Testing and Experimentation

"The other really cool thing, I'm going to belabor this because I really like the log replay stuff, is you can stream your request log to another stack and perturb that thing. You can run experiments on your production data and do pre-production testing of your rolling deployments, pre-production testing of your configuration changes, all because you put all your logic on one nice little request stream."

This enables safe experimentation with complex topology changes: "This gives us the ability to do complicated topology changes in the cloud, which is terrifying to anybody, but we're able to literally run that with live production streaming load. That has been a superpower for a lot of us."

Trade-offs and Considerations

While this architecture delivers exceptional performance and reliability, it comes with important trade-offs:

Resource Utilization

"The one that's hot is pegged, yes," Yu confirms when asked about CPU utilization. "The only thing that needs to spin is the core logic that is handling orders as fast as possible. Everything else is just doing what normal CPUs do, which is sit idle."

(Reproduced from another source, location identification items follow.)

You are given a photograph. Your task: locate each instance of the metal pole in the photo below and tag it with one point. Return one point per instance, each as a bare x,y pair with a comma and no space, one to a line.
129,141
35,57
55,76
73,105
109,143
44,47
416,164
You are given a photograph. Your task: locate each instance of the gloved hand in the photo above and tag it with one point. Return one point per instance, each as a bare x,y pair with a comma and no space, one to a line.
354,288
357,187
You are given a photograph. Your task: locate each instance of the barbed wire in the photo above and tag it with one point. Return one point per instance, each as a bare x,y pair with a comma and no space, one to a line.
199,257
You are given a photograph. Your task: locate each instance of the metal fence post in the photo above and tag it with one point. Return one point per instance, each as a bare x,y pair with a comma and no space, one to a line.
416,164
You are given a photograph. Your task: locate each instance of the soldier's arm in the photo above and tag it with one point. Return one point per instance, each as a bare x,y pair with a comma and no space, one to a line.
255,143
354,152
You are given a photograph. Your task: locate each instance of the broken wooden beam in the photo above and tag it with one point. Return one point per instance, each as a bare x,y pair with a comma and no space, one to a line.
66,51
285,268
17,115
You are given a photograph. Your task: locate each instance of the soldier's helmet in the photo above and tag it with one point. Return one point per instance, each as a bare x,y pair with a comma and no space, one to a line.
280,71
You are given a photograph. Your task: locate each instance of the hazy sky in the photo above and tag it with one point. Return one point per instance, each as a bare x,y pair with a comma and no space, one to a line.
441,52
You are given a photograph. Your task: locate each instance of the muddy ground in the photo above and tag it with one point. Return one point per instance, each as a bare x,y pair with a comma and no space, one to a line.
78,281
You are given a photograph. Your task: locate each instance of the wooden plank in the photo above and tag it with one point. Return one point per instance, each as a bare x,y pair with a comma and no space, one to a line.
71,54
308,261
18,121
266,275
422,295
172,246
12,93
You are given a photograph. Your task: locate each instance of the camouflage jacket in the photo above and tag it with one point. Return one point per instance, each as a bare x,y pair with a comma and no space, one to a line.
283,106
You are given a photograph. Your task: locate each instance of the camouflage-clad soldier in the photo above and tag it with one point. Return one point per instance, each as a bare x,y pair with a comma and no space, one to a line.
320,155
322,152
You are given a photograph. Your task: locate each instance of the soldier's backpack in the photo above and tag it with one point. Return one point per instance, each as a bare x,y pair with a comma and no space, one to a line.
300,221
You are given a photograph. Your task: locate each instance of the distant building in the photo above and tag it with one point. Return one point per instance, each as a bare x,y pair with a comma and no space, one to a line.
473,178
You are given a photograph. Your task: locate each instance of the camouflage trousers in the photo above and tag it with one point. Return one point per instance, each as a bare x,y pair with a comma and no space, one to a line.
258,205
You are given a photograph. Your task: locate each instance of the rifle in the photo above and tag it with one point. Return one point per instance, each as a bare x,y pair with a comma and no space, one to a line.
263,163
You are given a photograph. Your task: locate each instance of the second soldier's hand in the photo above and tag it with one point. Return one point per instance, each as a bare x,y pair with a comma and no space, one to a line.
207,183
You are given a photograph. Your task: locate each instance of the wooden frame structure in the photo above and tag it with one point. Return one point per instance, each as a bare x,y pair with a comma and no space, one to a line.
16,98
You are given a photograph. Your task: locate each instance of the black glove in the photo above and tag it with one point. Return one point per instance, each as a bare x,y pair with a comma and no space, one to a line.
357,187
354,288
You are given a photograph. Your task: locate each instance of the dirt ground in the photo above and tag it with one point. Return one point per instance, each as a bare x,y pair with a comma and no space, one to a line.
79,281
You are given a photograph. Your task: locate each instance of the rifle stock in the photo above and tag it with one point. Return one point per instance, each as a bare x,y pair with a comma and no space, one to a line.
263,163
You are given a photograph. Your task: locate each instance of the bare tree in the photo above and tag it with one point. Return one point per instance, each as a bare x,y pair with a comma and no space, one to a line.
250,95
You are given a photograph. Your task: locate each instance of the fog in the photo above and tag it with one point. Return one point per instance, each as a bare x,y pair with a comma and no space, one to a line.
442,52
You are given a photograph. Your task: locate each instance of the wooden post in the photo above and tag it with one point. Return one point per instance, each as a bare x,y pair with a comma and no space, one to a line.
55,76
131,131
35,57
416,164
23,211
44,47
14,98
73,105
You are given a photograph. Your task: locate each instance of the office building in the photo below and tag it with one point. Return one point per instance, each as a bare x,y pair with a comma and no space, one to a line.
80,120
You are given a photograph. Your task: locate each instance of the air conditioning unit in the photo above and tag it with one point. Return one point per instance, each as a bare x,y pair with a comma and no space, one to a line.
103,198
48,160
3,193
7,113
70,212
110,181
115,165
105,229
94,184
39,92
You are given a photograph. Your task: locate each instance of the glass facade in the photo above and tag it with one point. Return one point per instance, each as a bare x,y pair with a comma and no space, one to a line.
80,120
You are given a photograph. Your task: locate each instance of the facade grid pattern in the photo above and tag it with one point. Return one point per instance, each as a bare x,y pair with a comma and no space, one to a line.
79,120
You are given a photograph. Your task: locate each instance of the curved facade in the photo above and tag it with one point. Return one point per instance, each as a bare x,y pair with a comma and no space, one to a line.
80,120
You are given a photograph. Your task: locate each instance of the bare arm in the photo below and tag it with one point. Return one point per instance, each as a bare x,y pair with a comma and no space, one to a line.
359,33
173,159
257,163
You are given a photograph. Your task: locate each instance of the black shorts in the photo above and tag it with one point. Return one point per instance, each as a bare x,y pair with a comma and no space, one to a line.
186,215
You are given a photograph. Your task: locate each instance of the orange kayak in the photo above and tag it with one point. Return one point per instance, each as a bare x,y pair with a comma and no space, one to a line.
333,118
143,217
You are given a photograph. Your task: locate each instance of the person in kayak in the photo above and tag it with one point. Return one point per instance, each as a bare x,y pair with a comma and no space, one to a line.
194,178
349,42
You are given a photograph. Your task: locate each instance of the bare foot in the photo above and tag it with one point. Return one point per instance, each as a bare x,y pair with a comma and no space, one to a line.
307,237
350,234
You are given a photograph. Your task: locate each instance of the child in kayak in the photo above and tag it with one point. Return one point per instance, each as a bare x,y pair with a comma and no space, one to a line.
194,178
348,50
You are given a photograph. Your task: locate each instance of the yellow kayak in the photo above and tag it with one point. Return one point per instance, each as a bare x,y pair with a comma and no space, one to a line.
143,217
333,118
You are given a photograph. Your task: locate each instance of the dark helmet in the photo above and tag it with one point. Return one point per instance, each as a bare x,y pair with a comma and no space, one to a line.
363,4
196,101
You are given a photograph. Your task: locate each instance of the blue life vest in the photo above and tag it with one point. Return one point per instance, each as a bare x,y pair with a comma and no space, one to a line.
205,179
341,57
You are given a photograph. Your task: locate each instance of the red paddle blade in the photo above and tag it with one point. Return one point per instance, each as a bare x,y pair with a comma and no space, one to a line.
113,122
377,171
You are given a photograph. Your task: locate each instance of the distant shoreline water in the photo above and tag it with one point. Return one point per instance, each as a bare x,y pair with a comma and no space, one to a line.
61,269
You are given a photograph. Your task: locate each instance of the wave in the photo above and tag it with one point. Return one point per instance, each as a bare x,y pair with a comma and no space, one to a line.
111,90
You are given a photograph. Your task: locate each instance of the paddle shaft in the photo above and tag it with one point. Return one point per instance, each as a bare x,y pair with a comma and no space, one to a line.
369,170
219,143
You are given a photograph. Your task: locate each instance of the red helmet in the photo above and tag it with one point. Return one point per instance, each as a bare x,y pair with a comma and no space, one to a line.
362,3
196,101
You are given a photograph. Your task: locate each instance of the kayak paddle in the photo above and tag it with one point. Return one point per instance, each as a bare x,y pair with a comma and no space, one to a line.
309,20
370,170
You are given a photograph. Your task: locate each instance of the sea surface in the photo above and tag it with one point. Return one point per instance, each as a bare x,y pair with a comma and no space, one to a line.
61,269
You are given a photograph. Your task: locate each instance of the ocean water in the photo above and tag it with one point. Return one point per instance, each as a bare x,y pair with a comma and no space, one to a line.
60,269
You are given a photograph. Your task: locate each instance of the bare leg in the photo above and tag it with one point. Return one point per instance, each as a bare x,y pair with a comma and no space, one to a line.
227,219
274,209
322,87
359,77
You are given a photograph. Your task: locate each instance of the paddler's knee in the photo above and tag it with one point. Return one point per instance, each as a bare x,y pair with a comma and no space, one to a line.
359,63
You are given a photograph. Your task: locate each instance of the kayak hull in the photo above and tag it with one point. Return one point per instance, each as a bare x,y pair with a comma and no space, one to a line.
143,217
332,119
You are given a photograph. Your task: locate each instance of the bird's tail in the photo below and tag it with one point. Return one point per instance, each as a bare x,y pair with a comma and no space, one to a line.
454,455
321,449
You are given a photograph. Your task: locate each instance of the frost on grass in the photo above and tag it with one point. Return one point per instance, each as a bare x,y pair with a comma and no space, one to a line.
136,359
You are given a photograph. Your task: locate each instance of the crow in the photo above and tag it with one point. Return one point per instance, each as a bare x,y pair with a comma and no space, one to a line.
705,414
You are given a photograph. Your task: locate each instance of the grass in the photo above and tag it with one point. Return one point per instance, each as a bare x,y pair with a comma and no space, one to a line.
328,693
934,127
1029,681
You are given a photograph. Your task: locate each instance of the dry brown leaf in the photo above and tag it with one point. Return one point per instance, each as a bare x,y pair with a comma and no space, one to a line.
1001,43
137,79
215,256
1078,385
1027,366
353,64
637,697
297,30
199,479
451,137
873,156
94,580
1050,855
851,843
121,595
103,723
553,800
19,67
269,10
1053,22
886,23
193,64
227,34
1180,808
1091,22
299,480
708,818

This approach prioritizes predictable latency over efficient resource utilization, which is appropriate for financial systems where latency outliers can have significant financial consequences.

Vertical Scaling

Yu advocates for vertical scaling over horizontal scaling for the core matching engine: "Yes. You should vertically scale your core logic boxes. Do you just go big on number of CPUs and memory? Do you go beefy on the machines to reduce the number of machines you need to run?"

This contrasts with the horizontal scaling favored by many large internet companies: "Which is a bit of an antipattern from how Google did things. Also, CPUs are super cheap now, and so is memory."

The reasoning is simple: "What you can do is you care about clock speed, but you don't care about a lot of cores. You care about clock speed, so you can just have a small number of really hot machines, more or less."

System Complexity

While the core matching engine is intentionally simple, the overall system includes multiple components that add complexity:

• Raft consensus implementation
• API gateways with rate limiting
• Multiple replicas for different purposes
• Cross-region replication for disaster recovery

The key is to keep the hot path simple while allowing flexibility in supporting components.

Conclusion: The Engineering Ideal of Simplicity

"All of this is basically chasing. Everything you get here is chasing the Eng ideal of simplicity. Because if you're simple, it's really easy to make that simple thing stable because you can just do a lot of different things with it. You don't have to worry about all these different variables," Yu concludes.

The presentation demonstrates how focusing on determinism through single-threaded architecture, combined with consensus for durability, creates a foundation for building extremely reliable and performant financial systems. By simplifying the core logic and carefully managing the hot path, the system achieves sub-millisecond latencies while maintaining 24/7 availability.

"The thing you get is if you want to just remove a lot of the stuff in your architecture diagram, there's probably easy 10X opportunities in your system right now. That's really it. Simplify your systems, everybody."